Thu, Oct 21, 2004 - Page 10 News List

Bankers laud Chen's consolidation plans

REFORM Although the president's proposal to reduce the number of state-run banks drew positive feedback, some industry watchers questioned how this could be done

By Joyce Huang  /  STAFF REPORTER

Several bankers yesterday lauded President Chen Shui-bian's (陳水扁) plans to consolidate the local banking sector, with special reference to state-run financial institutions, but questioned how the government plans to implement the proposal.

At a recent meeting with his top economics advisors, Chen said he hopes to reduce the number of state-run banks to six by the end of next year, while increasing the market share of three domestic banks to above 10 percent.

He also proposed halving the number of financial holding companies in 2006 while encouraging at least one domestic bank to list shares in an overseas stock market or to turn its management over to a foreign owner.

"Those will be very important milestones to achieve, but it's a question of how," Citigroup Global Markets Taiwan Ltd chairman Tu Ying-tzyong (杜英宗) said.

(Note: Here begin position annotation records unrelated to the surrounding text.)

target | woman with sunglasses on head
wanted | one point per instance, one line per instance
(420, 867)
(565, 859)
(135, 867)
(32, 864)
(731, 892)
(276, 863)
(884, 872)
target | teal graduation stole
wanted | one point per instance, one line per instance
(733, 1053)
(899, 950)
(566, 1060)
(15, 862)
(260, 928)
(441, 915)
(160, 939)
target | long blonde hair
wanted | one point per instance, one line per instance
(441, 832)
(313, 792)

Tu said that the government should use market capitalization, instead of market share, to gauge the health of domestic banks. Market cap, which is derived by multiplying a com-pany's share price by its number of shares outstanding, is a quick way of putting a price tag on a company.

"The local financial market will still be overcrowded with seven financial holding companies if they are not turning a profit," Tu said.

The best approach would be to nurture at least two to three domestic financial-service companies to become regional players in the Asia-Pacific markets with a market cap of over US$20 billion, he said.

Despite the difficulties involved, four to five leading, innovative domestic banks should also be developed, while the nation's remaining financial institutions should be encouraged to transform themselves into niche banks, Tu said.

First Financial Holding Co (第一金控) executive vice president Huang Hsien-chuang (黃獻全) and SinoPac Holdings Co (建華金控) spokesman Kevin Peng (彭康雄) yesterday also welcomed Chen's proposed financial reforms.

However, Huang said that the government should encourage mer-gers to create synergy, rather than just halving the number of banks as a means of addressing the nation's over-banking plight.

He also expressed concern over the foreign-ownership proposal, citing a bad experience when First Financial was accused of inappropriately profiting foreign investors in its issuance of global depository receipts (GDRs) to attract foreign investors earlier this year.

"There should be concrete supporting measures to implement the government's consolidation goals," Huang said.

Peng suggested that the government come up with "carrot-and-stick" measures, such as tax breaks and branch licenses, to motivate the private sector to meet the government's goals.

The government will face great challenges in merging state-run banks, as it will be very painful for them to rationalize costs by laying off employees and shutting down redundant branches, he said.

Joseph Lyu (呂桔誠), chairman of the state-owned Bank of Taiwan (台銀) and one of Chen's economic advisors, said the government would start working out steps to implement the new financial goals.

Market forces will naturally edge non-performing banks out of the marketplace, allowing leading banks to compete with their regional competitors, Lyu said.